Obviously, the court needs to be told about the abuse at an early stage in the proceedings, and this is where the Form C1A comes in. If the children have suffered from, or are at risk of suffering from, harm as a result of domestic abuse you should complete a Form C1A, setting out brief details of the abuse.

And it is important to note that the abuse does not have to have been directed at the child. Abuse of a parent can also be relevant, especially if it is witnessed by a child.

Turning to the form, one of the first things it requests from you is a contact telephone number. However, if you have suffered abuse from the other parent you may have changed your phone number and kept it secret from them, in order to protect yourself. In such a situation you should not give a number on the form, but rather complete a separate Form C8, which gives your contact details to the court, but keeps them private from the other party.

Perhaps the most important part of the form is section 2, in which you give details of the domestic abuse that you and the children have suffered. The form does not give you much space to do this, but don’t worry – you will be given an opportunity later in the proceedings to file a detailed statement and, if the case goes to a contested hearing, to give oral evidence in court.

So you should keep the details quite brief. But you should also keep them relevant. Minor incidents, or things that are unlikely to have a bearing upon the final order that the court makes should be omitted (although you can always refer to them later, if necessary).
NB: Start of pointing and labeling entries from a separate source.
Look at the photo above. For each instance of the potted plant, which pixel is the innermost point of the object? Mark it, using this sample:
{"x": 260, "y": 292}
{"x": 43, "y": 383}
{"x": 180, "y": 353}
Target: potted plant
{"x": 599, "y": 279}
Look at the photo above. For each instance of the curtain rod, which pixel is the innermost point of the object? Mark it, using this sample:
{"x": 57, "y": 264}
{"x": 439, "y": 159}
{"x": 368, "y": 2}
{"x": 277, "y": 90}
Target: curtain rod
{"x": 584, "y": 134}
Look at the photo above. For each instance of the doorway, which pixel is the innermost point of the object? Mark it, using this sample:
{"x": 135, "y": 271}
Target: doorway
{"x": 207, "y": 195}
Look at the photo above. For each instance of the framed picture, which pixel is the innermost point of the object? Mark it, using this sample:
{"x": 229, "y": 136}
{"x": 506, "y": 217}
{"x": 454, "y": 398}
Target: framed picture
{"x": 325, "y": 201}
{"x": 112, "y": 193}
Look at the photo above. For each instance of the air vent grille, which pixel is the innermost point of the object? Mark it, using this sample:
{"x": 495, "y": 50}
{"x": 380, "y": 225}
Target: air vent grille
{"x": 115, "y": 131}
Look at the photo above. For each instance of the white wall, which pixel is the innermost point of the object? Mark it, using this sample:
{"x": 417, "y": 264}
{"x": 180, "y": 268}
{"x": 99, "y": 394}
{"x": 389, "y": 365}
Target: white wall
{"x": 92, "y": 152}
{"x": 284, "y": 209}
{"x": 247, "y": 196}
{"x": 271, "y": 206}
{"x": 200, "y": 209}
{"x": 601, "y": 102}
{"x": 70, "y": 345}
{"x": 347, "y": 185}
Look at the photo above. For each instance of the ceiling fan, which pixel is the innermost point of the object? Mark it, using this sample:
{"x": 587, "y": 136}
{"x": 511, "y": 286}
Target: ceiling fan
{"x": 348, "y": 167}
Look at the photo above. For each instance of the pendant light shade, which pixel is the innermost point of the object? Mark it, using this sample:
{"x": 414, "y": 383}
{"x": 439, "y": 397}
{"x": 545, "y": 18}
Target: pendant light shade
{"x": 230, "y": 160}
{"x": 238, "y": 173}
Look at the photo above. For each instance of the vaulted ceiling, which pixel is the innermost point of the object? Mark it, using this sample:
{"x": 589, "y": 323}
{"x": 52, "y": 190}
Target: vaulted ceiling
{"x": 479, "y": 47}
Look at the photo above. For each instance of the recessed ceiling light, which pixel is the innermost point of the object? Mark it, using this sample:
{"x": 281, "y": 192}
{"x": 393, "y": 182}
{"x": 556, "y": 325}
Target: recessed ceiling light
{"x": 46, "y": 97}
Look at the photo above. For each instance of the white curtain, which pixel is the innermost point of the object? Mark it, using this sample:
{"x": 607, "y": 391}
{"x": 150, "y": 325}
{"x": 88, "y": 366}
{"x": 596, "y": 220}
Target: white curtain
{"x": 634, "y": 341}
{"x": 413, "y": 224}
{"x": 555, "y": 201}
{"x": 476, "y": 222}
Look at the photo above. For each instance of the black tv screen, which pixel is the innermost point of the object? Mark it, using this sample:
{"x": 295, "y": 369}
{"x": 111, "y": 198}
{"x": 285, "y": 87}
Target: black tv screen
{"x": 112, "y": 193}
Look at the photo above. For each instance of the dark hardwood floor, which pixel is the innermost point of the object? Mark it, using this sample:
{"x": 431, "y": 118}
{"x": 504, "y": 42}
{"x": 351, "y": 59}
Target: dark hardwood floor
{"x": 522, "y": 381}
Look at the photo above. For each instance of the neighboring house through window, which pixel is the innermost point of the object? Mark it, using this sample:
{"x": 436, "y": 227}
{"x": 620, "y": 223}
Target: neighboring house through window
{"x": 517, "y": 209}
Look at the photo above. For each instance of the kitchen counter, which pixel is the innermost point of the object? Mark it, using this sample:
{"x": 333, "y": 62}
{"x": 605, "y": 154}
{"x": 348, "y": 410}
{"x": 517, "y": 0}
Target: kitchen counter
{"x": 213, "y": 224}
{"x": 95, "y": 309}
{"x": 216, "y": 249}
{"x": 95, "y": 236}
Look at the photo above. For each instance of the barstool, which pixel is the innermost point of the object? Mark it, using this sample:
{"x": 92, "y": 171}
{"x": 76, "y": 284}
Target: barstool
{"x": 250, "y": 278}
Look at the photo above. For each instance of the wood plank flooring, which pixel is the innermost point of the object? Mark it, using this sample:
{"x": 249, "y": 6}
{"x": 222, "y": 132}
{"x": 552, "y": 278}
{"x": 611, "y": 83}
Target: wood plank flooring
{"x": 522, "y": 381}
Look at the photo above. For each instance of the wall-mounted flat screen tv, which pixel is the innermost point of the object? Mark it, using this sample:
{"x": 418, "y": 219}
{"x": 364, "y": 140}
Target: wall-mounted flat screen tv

A good rule of thumb when considering what incidents to mention is ‘first, last, and worst’. The court will want to know when the abuse began, whether it is continuing, and how bad it is. ‘First, last and worst’ will ensure that the court has this information, although it does not of course mean that other serious incidents should not also be mentioned.

Moving on, the other really important part of the form is section 5, in which you set out what you want the court to do about the abuse, and how you think it should affect any final order that the court makes.

So far as the latter is concerned, the most common effect of a finding of domestic abuse by the court is to restrict the amount of contact that the abusive parent has with the children. This can mean that the contact is supervised (for example at a contact centre), that it is restricted to indirect contact only (for example by telephone or email only), or that there is no contact at all – although this is quite unusual.

Lastly, if you are in fear of meeting the other party at court then you can request the court to take certain protective measures, in section 7 of the form. These include providing you with a separate entrance to the court, providing a protective screen for you in the courtroom so that the other party can’t see you, and even allowing you to give evidence via a video link.